President Donald Trump "really" supports new legislation in Congress that would let state marijuana legalization thrive, untouched by the Justice Department, he said Friday.
The endorsement was a jolt for the bipartisan bill, but it also jabbed at Attorney General Jeff Sessions, who has relentlessly threatened a pot crackdown and would be hamstrung and humiliated by the measure.
Trump has carped about Sessions recusing himself from Justice Department's Russia probe. But the president has been unwilling to fire him, and Sessions has refused to quit, leaving Trump to explore ways to snub and belittle the attorney general. Trump’s eagerness to sign the bill may be another effort to flog Sessions, roughly the equivalent of kicking a dog while it's tethered to a stake in the yard.
Formally titled the Strengthening the Tenth Amendment Through Entrusting States Act, the bill filed Thursday is sponsored in part by Colorado Sen. Cory Gardner, a Republican.
The bill probably wouldn't even exist if Sessions hadn't threatened a crackdown.
"I support Senator Gardner," Trump said before hopping on Marine One Friday morning. "I know exactly what he's doing; we're looking at it.
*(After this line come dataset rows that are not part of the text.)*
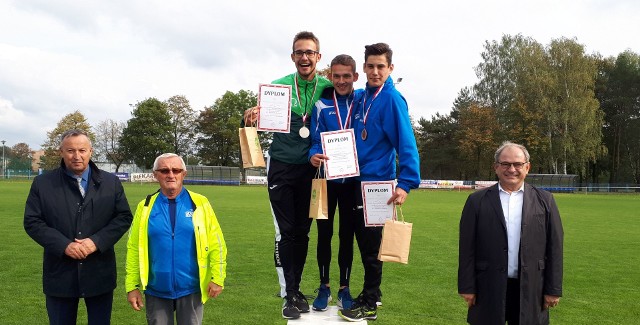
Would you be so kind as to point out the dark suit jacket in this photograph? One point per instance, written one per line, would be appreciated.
(482, 268)
(56, 214)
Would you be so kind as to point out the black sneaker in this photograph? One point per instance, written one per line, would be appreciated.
(300, 301)
(358, 312)
(289, 309)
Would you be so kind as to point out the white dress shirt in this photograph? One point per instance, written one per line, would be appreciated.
(512, 210)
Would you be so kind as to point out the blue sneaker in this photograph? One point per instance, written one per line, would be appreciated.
(345, 301)
(321, 303)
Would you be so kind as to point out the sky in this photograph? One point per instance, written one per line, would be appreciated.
(101, 57)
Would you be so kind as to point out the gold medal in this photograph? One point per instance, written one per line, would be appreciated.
(304, 132)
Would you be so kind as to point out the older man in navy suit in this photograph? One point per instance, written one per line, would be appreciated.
(510, 262)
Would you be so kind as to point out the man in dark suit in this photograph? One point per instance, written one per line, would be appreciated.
(510, 261)
(77, 213)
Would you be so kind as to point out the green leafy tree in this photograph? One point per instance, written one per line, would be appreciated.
(619, 94)
(107, 144)
(438, 148)
(51, 158)
(218, 142)
(574, 129)
(20, 158)
(477, 140)
(148, 133)
(182, 124)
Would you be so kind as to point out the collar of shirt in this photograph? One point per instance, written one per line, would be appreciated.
(85, 175)
(521, 189)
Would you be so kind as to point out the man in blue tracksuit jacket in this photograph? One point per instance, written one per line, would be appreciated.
(383, 132)
(333, 112)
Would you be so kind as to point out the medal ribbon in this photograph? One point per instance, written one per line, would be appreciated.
(335, 105)
(372, 99)
(315, 87)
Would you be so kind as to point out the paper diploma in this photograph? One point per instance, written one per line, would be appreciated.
(340, 147)
(374, 198)
(275, 108)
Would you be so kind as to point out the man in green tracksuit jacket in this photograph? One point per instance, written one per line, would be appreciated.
(289, 173)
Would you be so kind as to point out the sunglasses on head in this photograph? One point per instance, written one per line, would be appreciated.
(166, 171)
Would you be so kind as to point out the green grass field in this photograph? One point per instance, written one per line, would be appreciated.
(601, 269)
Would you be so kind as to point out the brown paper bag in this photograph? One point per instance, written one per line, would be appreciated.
(318, 206)
(396, 241)
(250, 148)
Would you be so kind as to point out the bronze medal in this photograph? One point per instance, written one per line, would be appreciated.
(304, 132)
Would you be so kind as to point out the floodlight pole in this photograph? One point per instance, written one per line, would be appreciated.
(3, 164)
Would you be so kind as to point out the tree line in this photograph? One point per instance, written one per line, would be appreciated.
(577, 113)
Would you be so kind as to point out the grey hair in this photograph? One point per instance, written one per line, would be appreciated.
(506, 144)
(167, 155)
(73, 133)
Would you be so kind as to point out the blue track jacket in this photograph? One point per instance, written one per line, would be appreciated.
(324, 118)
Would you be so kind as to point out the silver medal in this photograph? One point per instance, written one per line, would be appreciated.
(304, 132)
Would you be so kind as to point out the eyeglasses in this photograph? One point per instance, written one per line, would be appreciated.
(309, 53)
(516, 165)
(166, 171)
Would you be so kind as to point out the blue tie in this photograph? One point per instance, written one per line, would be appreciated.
(80, 186)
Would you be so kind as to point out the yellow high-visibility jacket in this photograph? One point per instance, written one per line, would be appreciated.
(211, 250)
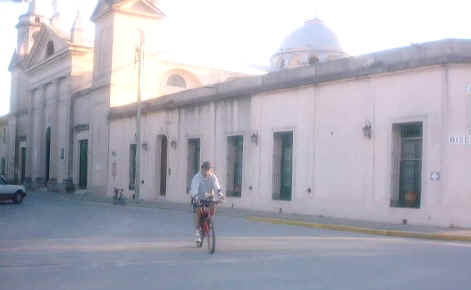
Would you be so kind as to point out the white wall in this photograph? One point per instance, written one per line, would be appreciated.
(349, 175)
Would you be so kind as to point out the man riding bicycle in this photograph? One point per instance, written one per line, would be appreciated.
(203, 183)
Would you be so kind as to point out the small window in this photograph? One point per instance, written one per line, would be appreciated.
(176, 81)
(50, 48)
(313, 60)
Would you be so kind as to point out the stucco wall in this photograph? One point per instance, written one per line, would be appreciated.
(349, 174)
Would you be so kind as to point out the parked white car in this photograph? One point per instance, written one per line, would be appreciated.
(15, 193)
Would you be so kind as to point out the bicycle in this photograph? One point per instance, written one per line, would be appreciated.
(207, 211)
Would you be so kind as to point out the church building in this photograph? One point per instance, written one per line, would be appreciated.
(383, 136)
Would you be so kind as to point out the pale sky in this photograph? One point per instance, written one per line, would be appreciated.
(246, 33)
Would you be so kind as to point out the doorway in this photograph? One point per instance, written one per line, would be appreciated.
(283, 166)
(23, 165)
(48, 153)
(163, 165)
(83, 164)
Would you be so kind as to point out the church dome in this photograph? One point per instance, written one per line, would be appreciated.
(313, 42)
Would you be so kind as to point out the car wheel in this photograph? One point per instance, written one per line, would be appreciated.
(18, 197)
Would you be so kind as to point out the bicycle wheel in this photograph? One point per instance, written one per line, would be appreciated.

But I probably will end up supporting that, yes."
Dubbed the STATES Act, the bill riffs on popular conservative ideas about state sovereignty and would decree that the Controlled Substances Act cannot apply to people and businesses — including growers and stores — complying with state or tribal pot legalization laws. A bipartisan companion bill was also filed in the House.
The bill responds to Sessions’ decision in January to rescind an Obama-era policy that tolerated pot businesses that follow state laws. Sessions followed up by insisting the Justice Department has the right to enforce federal law. The irony for Sessions is that the STATES Act probably wouldn't exist — certainly not with bipartisan backing — were it not for Sessions' own policy positions and saber rattling.
"This guidance was withdrawn earlier this year, creating legal uncertainty, threatening public health and safety, and undermining state regulatory regimes," said a press release from the bill's sponsors Thursday. "It is critical that Congress take immediate steps."
The next question, however, is whether Republican congressional leaders will back it. Even though Senate Majority Leader Mitch McConnell has cosponsored a bill to legalize hemp — the industrial, nonpsychoactive version of cannabis — that bill has been stagnant until it was added to the Farm Bill on Friday. Perhaps the more telling sign of McConnell’s thinking on drug policy, he has refused to provide a floor vote for a separate bipartisan bill on sentencing reform, even though it passed out of committee in February.
A spokesperson for the Department of Justice declined to comment Friday evening.
But in recent testimony to the Senate Appropriations Committee, Sessions said, “The federal government has passed some laws on marijuana that I’m not able to remove from the books. Congress — you — have passed them. They are on the books.”